"Horace will have to know," he said, shaking his head.

"Why? You could tell him there was some difficulty between us, something that could not be got over. That we were both in the wrong, as people always are in a quarrel. And no doubt I must have been in the wrong, or—or Robert would never have gone so far—so far astray. No doubt I have been wrong; you must have seen it—you with your experience—and yet you never said a word. Why didn't you tell me?—you might have done it so easily. Why didn't you say, 'You make life too hum-drum, too commonplace for him. He wants variety and change?' I would have taken it very well from you. I am not a woman who will not take advice. Why did you never tell me? I could have made so many changes if I had known."

He took her hand again, with a great pity, and almost remorse, in his old face. "It is too early," he said, "to do anything. Tell me where I shall find him, and go back to your room and try to rest. Say you are too tired to see the boy, if that is all you are thinking of; and go to bed—go to bed, and try and get a little sleep. I have a great deal of experience, as you say. Leave it to me. I will see him, and then we will talk it over, and think what is best to be done."

"You will see—him? What will you say to him, Mr Fareham? Why should you see him? Is not the chapter closed so far as he is concerned?"

"Closed? He will come home when he is tired of—the other establishment—is that what you mean him to do?"

She blushed like a girl, growing crimson to her hair. "Oh yes," she said, "I know you have a great deal of experience; but, perhaps, here you do not understand. That—that would not be necessary. He is not a man who would—Mr Fareham, you don't suppose I wish him any harm?"

"You are a great deal too good—too merciful."

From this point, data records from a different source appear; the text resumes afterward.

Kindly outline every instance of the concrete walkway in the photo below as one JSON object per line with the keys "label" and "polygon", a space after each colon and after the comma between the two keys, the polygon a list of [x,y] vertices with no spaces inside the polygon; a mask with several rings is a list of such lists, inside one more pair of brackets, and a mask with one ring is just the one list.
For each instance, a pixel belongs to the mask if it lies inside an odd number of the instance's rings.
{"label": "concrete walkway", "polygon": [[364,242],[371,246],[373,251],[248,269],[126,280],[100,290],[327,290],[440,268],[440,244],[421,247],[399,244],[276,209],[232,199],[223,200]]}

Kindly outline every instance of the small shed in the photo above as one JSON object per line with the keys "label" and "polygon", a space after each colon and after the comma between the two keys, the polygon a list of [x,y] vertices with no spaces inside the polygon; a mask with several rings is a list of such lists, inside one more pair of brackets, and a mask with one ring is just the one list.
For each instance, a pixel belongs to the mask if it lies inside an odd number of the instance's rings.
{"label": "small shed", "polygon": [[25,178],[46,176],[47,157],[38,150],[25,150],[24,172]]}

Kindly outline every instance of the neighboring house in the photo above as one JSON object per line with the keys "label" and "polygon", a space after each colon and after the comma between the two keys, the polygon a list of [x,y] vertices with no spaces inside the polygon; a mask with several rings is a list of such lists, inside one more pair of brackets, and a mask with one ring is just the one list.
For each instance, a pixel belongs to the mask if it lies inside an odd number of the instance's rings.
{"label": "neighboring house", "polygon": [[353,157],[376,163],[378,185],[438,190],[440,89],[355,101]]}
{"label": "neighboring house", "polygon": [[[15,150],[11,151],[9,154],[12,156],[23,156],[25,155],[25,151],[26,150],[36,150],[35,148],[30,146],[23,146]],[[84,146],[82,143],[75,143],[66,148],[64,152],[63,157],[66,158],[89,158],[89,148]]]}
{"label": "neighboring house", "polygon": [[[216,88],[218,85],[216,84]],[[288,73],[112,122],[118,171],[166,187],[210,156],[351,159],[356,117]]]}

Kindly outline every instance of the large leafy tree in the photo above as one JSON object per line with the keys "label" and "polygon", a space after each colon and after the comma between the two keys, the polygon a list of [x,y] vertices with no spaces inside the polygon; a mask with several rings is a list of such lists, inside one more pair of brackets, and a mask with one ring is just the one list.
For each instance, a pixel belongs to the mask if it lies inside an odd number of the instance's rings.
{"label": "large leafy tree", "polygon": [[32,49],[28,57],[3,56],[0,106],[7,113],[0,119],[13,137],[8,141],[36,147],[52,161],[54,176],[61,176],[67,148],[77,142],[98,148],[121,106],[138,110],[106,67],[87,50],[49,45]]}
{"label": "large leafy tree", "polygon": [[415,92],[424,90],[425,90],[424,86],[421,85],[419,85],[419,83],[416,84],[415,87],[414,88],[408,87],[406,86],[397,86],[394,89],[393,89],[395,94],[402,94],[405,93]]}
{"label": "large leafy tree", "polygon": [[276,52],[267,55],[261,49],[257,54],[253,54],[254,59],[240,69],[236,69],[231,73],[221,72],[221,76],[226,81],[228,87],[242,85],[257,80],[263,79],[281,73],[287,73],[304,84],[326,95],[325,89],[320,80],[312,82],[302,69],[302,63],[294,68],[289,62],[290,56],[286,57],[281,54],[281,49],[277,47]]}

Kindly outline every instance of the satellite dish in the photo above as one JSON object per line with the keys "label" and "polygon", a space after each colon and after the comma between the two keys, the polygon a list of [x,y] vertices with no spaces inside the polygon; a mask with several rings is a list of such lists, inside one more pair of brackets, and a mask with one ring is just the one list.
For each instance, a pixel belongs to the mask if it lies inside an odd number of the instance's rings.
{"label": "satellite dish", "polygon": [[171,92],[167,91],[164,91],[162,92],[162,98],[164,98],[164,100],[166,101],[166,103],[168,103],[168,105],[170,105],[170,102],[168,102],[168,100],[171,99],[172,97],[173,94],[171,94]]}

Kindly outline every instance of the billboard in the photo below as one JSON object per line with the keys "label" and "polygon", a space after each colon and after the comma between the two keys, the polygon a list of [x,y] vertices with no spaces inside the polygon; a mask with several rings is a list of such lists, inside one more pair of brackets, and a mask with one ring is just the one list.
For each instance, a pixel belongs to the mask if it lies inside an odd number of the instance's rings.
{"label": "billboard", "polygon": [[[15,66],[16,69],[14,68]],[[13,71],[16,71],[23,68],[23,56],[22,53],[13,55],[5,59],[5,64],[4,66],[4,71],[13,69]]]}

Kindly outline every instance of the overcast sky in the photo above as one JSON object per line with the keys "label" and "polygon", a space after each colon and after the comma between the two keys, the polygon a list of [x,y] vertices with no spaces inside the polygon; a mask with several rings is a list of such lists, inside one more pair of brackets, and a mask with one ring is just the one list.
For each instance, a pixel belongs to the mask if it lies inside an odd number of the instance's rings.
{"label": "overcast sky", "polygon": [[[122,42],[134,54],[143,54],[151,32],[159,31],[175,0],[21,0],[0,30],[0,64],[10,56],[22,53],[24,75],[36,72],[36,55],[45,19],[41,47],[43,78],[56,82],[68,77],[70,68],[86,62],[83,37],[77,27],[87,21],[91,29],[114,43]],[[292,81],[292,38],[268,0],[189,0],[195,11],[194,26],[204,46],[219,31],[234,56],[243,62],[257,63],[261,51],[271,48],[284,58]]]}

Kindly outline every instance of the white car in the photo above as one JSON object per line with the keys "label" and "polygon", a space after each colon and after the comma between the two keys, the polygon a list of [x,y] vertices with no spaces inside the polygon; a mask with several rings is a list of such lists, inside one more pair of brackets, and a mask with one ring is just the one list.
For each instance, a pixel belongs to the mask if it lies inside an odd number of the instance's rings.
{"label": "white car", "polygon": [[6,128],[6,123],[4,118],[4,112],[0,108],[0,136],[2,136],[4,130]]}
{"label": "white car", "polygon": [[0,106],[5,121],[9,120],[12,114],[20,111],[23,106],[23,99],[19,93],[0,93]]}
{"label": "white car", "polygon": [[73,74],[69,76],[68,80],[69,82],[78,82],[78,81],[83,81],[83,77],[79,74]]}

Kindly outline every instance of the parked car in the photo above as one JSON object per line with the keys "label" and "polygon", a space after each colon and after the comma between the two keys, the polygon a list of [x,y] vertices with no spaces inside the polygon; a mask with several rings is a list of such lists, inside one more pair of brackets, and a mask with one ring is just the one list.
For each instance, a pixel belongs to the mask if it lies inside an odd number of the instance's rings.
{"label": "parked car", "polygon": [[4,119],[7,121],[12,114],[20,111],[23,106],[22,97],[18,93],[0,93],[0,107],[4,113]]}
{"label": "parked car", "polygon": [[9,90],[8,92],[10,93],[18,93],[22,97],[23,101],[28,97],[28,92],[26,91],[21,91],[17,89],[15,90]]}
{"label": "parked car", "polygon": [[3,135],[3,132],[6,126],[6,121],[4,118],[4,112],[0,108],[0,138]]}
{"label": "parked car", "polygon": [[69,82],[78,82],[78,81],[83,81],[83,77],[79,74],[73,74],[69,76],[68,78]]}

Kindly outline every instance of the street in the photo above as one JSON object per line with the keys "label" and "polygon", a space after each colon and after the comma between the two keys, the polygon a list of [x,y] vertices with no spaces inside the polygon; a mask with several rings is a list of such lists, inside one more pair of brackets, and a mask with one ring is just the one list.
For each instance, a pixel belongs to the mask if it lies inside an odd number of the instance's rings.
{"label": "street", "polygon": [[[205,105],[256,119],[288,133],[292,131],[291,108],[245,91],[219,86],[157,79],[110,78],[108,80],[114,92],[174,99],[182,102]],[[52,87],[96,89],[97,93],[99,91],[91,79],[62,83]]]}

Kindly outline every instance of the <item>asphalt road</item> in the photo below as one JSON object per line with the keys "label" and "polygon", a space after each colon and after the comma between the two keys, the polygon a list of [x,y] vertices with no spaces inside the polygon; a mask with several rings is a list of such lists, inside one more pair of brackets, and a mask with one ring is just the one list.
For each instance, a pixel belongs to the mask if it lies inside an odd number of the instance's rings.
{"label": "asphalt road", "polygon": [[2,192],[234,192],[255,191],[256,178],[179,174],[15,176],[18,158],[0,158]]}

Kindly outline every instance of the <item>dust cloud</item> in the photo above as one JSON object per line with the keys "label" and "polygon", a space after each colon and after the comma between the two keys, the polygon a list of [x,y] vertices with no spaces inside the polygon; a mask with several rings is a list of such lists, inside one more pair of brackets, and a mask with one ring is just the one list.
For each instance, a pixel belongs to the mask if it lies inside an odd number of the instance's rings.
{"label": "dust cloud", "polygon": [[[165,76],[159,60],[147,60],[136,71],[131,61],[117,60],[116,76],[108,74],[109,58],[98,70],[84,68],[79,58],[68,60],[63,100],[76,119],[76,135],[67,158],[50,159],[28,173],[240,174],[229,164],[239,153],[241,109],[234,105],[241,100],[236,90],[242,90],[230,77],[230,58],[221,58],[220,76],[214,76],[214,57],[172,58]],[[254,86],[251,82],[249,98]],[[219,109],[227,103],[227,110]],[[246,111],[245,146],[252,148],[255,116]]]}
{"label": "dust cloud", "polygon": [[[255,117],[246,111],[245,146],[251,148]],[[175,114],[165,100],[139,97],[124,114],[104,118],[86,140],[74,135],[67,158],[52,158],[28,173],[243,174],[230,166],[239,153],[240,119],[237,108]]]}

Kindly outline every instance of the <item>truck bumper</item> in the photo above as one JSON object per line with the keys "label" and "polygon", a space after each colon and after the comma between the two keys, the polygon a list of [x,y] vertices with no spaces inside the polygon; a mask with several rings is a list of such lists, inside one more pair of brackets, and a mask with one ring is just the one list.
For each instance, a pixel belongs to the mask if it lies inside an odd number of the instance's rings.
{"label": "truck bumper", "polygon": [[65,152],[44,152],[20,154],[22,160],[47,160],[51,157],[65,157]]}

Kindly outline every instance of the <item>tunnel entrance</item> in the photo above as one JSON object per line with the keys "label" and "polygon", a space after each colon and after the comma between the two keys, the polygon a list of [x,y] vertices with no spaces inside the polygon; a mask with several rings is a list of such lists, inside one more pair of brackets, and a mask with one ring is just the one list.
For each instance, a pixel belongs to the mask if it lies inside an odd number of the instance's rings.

"I am not merciful; it is all ended. Don't you know, since yesterday the world has come to an end. Life has become impossible—impossible! that is all about it. I am not angry; it is too serious for that. I would not harm him for the world. God help him! I don't know how he can live, any more than I know how I can live. It is—no word will express what it is. But he will not come back. He is not that kind of man."

"Do you think if you had not seen him yesterday, if he did not know that you had found him out—do you think," said old Fareham, deliberately, "that he would not have come back?"

She looked at him for an instant, and then hid her face in her hands.